RL2Grid: Benchmarking Reinforcement Learning in Power Grid Operations
This work addresses the problem of developing adaptive controllers for power grid decarbonization, but it is incremental as it focuses on benchmarking rather than proposing new methods.
The authors tackled the challenge of applying reinforcement learning to power grid operations by introducing RL2Grid, a benchmark developed with power system operators, which standardizes evaluation and shows that existing RL methods need improvement to handle real-world complexities.
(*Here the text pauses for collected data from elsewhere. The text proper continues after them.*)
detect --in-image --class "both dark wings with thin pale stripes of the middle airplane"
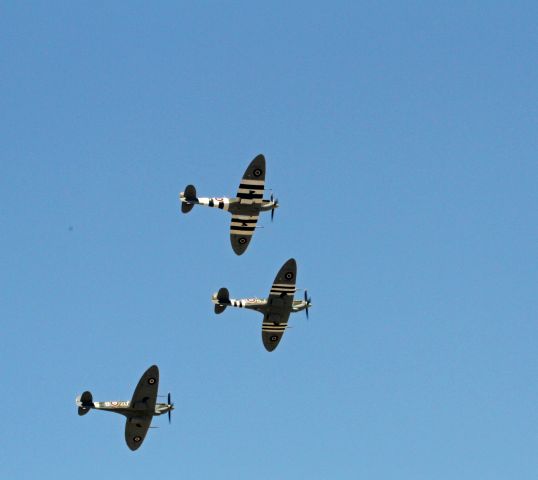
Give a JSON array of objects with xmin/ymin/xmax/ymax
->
[{"xmin": 262, "ymin": 258, "xmax": 297, "ymax": 352}]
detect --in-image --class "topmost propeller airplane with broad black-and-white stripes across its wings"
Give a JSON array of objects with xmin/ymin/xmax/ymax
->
[{"xmin": 179, "ymin": 154, "xmax": 278, "ymax": 255}]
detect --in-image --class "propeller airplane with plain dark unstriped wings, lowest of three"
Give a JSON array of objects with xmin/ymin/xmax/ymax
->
[{"xmin": 76, "ymin": 365, "xmax": 174, "ymax": 450}]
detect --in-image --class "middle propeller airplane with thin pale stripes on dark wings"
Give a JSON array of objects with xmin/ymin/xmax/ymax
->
[{"xmin": 211, "ymin": 258, "xmax": 312, "ymax": 352}]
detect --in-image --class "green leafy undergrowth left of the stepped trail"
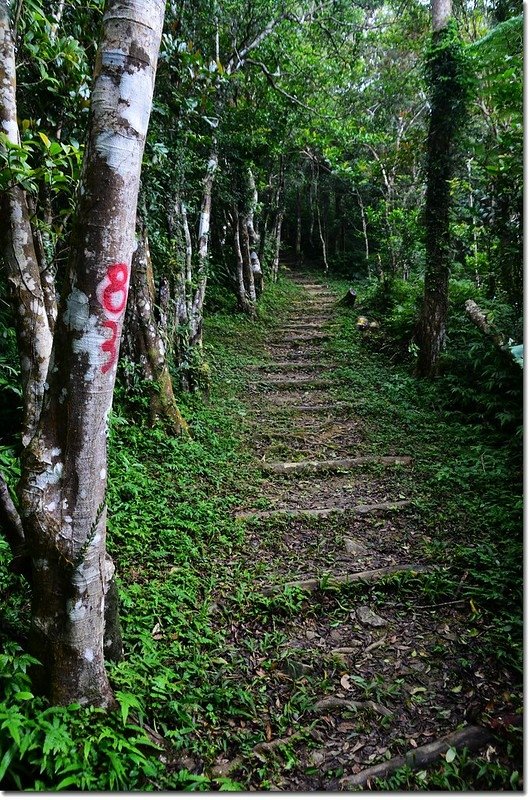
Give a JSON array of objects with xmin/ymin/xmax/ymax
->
[{"xmin": 0, "ymin": 281, "xmax": 304, "ymax": 791}]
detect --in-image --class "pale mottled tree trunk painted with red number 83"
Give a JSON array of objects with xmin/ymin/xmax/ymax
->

Reinforcement learning (RL) can provide adaptive and scalable controllers essential for power grid decarbonization. However, RL methods struggle with power grids' complex dynamics, long-horizon goals, and hard physical constraints. For these reasons, we present RL2Grid, a benchmark designed in collaboration with power system operators to accelerate progress in grid control and foster RL maturity. Built on RTE France's power simulation framework, RL2Grid standardizes tasks, state and action spaces, and reward structures for a systematic evaluation and comparison of RL algorithms. Moreover, we integrate operational heuristics and design safety constraints based on human expertise to ensure alignment with physical requirements. By establishing reference performance metrics for classic RL baselines on RL2Grid's tasks, we highlight the need for novel methods capable of handling real systems and discuss future directions for RL-based grid control.